Being a woman of color writer is a process of self-definition and a constant search for community. Though still searching, it seems to me that nothing touches my soul more than the lyrics of those who challenge the political and cultural boundaries of American society.
"Suburican" is a Boricua raised in the suburbs, in other words, me. I was socialized in a racially segregated, relatively conservative city in Long Island, Long Beach, NY. While there was always a shallow acceptance or "tolerance" of others, the school's tracking system, housing patterns, and areas of employment revealed a town that was narrowly divided around race and class.

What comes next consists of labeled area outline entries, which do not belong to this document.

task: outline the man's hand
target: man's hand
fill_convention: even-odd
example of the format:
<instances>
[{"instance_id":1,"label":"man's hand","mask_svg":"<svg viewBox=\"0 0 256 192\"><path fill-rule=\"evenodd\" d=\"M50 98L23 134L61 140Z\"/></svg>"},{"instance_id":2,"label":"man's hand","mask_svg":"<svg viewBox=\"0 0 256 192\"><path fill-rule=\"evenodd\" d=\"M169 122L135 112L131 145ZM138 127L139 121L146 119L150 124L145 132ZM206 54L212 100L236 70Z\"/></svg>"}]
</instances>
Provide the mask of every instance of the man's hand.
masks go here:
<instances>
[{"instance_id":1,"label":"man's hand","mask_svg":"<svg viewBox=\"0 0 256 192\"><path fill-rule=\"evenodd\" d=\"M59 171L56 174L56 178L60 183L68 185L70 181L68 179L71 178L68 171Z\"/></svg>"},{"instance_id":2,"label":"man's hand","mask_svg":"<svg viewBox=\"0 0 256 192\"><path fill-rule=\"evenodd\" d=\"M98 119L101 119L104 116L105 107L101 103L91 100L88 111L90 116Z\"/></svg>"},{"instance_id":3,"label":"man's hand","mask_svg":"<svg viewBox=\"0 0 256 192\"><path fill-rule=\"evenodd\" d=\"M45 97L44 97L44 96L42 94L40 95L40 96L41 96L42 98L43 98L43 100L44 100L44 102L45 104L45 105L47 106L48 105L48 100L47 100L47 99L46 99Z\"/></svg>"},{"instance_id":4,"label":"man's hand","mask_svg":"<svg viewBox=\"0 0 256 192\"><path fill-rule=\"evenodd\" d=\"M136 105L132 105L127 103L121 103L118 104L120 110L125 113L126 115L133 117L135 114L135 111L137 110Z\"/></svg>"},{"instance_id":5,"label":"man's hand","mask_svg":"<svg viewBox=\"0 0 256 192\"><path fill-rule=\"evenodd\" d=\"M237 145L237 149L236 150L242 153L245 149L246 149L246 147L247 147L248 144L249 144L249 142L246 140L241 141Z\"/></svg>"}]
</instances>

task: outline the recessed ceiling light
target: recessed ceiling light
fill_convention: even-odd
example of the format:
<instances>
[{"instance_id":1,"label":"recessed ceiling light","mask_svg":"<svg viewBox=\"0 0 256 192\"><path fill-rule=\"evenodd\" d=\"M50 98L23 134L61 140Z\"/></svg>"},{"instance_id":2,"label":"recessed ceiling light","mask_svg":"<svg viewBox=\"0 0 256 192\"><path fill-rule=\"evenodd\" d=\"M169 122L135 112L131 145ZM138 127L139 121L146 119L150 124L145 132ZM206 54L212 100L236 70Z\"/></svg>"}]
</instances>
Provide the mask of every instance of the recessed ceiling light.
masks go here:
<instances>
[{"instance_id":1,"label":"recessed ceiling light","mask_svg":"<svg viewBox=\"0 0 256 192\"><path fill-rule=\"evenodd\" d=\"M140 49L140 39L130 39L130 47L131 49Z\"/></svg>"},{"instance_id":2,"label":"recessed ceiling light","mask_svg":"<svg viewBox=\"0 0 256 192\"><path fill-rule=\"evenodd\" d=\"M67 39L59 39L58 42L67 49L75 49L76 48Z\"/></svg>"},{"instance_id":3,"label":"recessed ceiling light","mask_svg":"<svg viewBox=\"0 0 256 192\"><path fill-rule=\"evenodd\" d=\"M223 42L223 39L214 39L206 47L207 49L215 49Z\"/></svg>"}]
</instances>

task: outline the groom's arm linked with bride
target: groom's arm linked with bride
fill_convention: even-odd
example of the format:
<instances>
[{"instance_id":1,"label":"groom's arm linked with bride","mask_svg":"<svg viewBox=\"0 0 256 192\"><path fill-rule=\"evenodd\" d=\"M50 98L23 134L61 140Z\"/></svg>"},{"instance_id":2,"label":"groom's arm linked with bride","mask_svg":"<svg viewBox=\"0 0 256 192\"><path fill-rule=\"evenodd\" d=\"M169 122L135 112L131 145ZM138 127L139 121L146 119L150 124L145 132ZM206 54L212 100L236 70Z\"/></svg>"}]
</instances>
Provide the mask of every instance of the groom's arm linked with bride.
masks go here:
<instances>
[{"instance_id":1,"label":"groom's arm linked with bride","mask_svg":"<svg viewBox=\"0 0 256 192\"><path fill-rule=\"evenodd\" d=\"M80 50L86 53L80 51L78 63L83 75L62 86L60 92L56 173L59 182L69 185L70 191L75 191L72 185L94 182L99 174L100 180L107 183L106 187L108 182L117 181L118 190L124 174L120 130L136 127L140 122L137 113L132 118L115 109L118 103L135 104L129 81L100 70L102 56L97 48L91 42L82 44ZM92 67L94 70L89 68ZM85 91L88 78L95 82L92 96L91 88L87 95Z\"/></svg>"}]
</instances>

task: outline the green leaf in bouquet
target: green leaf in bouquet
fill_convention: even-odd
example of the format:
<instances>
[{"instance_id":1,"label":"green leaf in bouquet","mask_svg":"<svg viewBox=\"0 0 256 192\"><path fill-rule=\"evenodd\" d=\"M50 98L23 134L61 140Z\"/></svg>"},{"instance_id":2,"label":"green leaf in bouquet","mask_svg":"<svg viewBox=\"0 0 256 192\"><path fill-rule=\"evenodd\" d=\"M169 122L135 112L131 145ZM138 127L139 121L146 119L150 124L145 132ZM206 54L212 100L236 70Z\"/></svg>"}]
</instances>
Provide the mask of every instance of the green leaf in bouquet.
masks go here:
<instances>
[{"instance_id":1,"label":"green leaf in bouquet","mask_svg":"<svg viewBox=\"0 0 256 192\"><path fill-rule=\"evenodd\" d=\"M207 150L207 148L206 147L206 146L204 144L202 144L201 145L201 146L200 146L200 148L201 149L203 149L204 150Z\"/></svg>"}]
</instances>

While progressive English teachers incorporated " The House on Mango Street" and "Down These Mean Streets" into the curriculum, I only knew of Latino literature as reflecting the immigrant experience and talking about "growing up." So instead of relating to author Piri Thomas as a validator of my existence, I was mostly intrigued by the lives of Henry David Thoreau, Walt Whitman, George Elliot, James Baldwin and Ralph Waldo Emerson. Like these authors, I felt alienated from my community because I saw past the "we are all the same" agenda pushed and crammed into our brains by every teacher that uttered the word diversity. Even after a 100 person race riot in our high school's cafeteria, we were still not allowed to have our own clubs based on ethnicity or talk about blatant divisions. It seemed that any time we spoke of race as an issue, we were encouraged to believe it was an illusion.
This frustration led to me to adopting the style and demeanor of the non-conformist, I was a woman poet, Puerto Rican Beatnik, my religion, transcendentalism, my music, alternative and classic rock. Reading Nuyorican poetry opened my eyes to a type of Latino literature where the poet was symbiotic with a social movement, living in another dimension, testing boundaries.